同じハワイ出身の元関脇高見山にスカウトされて角界入り。同郷の後輩、武蔵丸も最高位に就き、その後はモンゴル勢の朝青龍、白鵬らが続いた。現在の照ノ富士を含め、計7人の外国勢が横綱に上り詰めた。

1972年名古屋場所。外国出身力士として初優勝を果たしたのが高見山だった。39歳まで現役を務め、現役引退後は東関親方に。ハワイ出身で弟弟子の小錦が初の大関となり、弟子の曙さんが初の横綱に昇進した。

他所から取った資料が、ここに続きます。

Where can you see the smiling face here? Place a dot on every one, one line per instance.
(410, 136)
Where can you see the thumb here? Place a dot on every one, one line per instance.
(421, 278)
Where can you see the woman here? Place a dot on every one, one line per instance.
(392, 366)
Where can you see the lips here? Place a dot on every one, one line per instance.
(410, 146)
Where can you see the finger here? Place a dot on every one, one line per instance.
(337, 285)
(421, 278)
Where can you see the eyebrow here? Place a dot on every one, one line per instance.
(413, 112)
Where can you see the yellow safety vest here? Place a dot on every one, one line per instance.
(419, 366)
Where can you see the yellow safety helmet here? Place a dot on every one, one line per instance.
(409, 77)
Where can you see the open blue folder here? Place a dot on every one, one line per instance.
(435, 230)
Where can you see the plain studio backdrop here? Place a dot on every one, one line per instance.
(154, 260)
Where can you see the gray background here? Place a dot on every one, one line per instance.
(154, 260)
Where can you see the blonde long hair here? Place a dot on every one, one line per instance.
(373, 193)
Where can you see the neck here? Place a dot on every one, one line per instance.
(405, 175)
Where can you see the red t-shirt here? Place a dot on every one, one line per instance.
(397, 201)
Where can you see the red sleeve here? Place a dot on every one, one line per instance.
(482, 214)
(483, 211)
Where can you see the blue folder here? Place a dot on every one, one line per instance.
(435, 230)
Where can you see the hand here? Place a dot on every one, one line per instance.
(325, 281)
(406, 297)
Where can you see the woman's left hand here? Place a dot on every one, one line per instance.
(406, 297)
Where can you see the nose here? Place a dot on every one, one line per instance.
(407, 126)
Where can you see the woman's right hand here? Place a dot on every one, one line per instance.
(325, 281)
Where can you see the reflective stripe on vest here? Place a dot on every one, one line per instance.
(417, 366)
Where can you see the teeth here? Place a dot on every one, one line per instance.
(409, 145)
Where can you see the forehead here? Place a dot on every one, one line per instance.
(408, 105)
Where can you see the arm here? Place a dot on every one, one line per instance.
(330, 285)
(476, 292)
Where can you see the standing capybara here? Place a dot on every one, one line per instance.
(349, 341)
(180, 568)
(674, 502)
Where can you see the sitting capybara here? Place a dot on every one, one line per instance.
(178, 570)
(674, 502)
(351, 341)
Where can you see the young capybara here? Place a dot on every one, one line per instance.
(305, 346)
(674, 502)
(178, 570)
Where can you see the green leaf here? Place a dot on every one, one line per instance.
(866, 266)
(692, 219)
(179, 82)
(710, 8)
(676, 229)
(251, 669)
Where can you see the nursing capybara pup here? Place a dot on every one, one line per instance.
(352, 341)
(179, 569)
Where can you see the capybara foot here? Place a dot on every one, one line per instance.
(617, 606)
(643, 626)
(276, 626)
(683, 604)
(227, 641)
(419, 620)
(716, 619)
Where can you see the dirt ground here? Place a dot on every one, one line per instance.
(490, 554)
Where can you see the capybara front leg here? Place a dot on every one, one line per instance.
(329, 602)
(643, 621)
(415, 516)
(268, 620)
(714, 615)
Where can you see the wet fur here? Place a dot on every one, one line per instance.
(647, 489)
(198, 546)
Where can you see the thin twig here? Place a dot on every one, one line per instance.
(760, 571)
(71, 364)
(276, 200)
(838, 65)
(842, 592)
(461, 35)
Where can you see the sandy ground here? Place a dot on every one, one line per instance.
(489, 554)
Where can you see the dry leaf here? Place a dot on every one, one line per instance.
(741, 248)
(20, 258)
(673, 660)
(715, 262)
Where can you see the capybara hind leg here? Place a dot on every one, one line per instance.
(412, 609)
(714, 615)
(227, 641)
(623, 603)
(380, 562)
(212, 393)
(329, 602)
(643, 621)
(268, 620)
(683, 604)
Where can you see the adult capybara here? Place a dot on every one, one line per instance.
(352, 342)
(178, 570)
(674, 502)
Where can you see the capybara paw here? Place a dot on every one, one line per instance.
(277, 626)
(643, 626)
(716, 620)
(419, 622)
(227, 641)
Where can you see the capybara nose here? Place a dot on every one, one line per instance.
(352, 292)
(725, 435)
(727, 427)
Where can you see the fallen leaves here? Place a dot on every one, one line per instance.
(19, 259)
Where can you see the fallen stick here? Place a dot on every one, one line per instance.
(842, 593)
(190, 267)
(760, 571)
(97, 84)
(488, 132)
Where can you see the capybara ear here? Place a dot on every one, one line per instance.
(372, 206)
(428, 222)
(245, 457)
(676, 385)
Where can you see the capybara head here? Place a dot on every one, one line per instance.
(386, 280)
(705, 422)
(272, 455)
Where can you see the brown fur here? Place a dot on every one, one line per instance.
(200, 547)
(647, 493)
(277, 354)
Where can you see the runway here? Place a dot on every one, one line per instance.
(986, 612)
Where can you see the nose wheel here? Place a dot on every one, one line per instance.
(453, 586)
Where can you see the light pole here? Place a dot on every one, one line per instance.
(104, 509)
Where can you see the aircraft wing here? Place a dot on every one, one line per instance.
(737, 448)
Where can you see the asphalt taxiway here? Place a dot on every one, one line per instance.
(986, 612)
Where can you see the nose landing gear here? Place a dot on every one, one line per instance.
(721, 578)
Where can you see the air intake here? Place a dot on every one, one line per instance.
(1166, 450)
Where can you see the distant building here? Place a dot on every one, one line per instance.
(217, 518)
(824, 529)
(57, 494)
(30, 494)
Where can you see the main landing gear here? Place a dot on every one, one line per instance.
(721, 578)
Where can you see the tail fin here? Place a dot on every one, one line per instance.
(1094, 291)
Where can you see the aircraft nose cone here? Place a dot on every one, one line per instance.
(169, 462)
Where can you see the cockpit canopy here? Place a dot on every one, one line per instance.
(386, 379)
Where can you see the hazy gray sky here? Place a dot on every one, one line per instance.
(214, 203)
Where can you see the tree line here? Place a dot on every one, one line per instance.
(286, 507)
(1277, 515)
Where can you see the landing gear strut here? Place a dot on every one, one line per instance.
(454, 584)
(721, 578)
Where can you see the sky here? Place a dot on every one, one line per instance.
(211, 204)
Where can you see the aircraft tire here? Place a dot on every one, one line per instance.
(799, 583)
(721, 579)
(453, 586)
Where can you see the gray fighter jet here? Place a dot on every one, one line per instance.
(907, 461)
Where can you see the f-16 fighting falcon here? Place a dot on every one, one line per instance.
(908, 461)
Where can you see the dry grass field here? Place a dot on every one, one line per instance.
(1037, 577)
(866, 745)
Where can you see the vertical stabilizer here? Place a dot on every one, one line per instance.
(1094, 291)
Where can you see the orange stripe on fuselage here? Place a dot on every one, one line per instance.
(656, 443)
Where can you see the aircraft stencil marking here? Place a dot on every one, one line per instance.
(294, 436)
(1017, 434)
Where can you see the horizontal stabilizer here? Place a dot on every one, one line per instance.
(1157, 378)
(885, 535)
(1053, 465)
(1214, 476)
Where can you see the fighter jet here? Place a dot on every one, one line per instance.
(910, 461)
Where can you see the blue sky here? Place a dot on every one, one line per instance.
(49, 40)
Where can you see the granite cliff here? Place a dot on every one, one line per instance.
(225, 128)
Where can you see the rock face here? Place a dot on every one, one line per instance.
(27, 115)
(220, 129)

曙さんが11度、武蔵丸が12度の優勝を遂げた後、ハワイ勢の隆盛は終焉(しゅうえん)を迎えた。2000年代はモンゴル勢の独壇場となり、朝青龍が優勝25度、白鵬は史上最多の優勝45度など数々の大記録を樹立した。

曙さんが3代目若乃花、貴乃花の「若貴兄弟」としのぎを削った時代は空前の大相撲ブームに沸いた。曙さんは日本勢に立ちはだかり、時として憎まれ役になりながら、強烈な存在感を示した。(共同)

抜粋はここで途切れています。